La petite histoire de Benjoin Bohème

11.09.2017
diptyque : Invisible Dog Event

L’histoire de Benjoin Bohème, une eau de parfum de la collection Les Exclusives du 34, est un bel exemple du chemin de création chez diptyque. Son sillon peut être long et lent, car fait de conversations, de digressions, de voies de traverse, de culot et de convictions.

Inventer un parfum où chaque ingrédient ait sa nécessité dans un accord dont la structure olfactive soit heureuse, naturellement, mais encore originale au sens noble – c’est-à-dire qui ne copie pas, ni ne suive une recette, mais recherche l’expression olfactive juste d’une idée, d’un sentiment, ou d’un paysage imaginé, cela exige du temps. Ce peut être parfois des années. Et ce temps qui absorbe le « nez » parfumeur avec son interlocuteur de la Maison en dialogues et essais repose sur la confiance, sur une foi partagée, sur l’équivalent dans l’ordre professionnel de ce qu’est l’amitié dans l’ordre affectif. Il y a là bien plus qu’une commande : c’est un dessein commun qui engage des professionnels qui s’estiment et s’apprécient, qui aiment diptyque, connaissent son esprit, et veulent servir et honorer leur métier en cultivant la joie de jouer.

L’élaboration du parfum du 34 boulevard Saint Germain avait été un défi technique. L’idée maîtresse était de faire une eau qui restitue l’âme olfactive de la boutique diptyque, dans l’espace exigüe de laquelle flottait  un demi-siècle de fragrances. Son air recelait l’histoire invisible de la maison. C’était un défi technologique. L’on avait d’abord procédé à une encapsulation méthodique de tous ses recoins de volumes, par la technique du « head space » et la modélisation de ces échantillons en un parfum avait été l’affaire de longs mois.

Comme toujours, ce temps d’élaboration fut l’occasion d’un échange riche entre diptyque et Olivier Pescheux, le « nez » à qui était confiée cette création. De ces discussions naquit un défi complémentaire, celui-ci plus imaginatif que technologique : inventer le parfum qui siérait idéalement au locataire imaginaire du 34 boulevard Saint Germain. Les discussions s’amusèrent à en faire son portrait, l’imaginant esthète, voyageur, soigné, cultivé, original, immanquablement raffiné. Puis vint le temps de la transcription de ce portrait en parfum. Aux traits de cette personnalité devait correspondre des matières premières. Ce furent l’ambre, des épices, et surtout le Benjoin. Le visage du locataire prenait peu à peu sa forme olfactive, l’accord du parfum se structurait. Pourtant, il y manquait son je-ne-sais-quoi pour parfaire la fidélité de ce portrait fictif. Maints essais manquèrent la cible. La fragrance demeura plusieurs années ainsi inachevée, en attente d’un supplément insaisissable par lequel le tout serait supérieur à la somme de ses parties.

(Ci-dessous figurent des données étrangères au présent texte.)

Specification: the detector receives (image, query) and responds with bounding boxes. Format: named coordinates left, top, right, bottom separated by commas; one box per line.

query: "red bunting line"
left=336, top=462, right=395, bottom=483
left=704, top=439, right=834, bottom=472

Un jour, lors d’une discussion sans objet particulier, Olivier Pescheux fit part à Myriam Badault, Directrice de la Création Produit de diptyque et interlocuteur du parfumeur, d’un nouveau mode d’extraction du patchouli – dite fractionnée – qui en restituait l’odeur avec plus de puissance et de finesse. Elle proposa alors qu’on en testât l’adjonction sur ce parfum inachevé structuré autour du Benjoin. Pourquoi pas ? C’était l’état d’esprit. Soudain, les traits encore flous du visage du locataire du 34 bd saint germain se firent nets : ce patchouli faisait tout bonnement l’effet du nez au milieu de la figure. L’accord du parfum respirait la plénitude. L’élément manquant et décisif s’était révélé par incidence. Mais celle-ci plongeait ses racines dans la patience et la connivence. Le parfum Benjoin Bohème était enfin là.

Cet exemple illustre une forme de sérendipité, terme qui désigne en science une découverte accidentelle, souvent à l’occasion d’une recherche ayant un autre objet. C’est aussi l’occasion de distinguer entre le hasard et la chance. Celui-là advient sans raisons. Celle-ci se cherche, se choie et se gagne. C’est la relation d’élection entre deux professionnels qui se connaissent, ont de l’amitié l’un pour l’autre, et qui joutent d’exigence, qui a permis que la chance se manifestât un jour sous les traits inattendus du patchouli.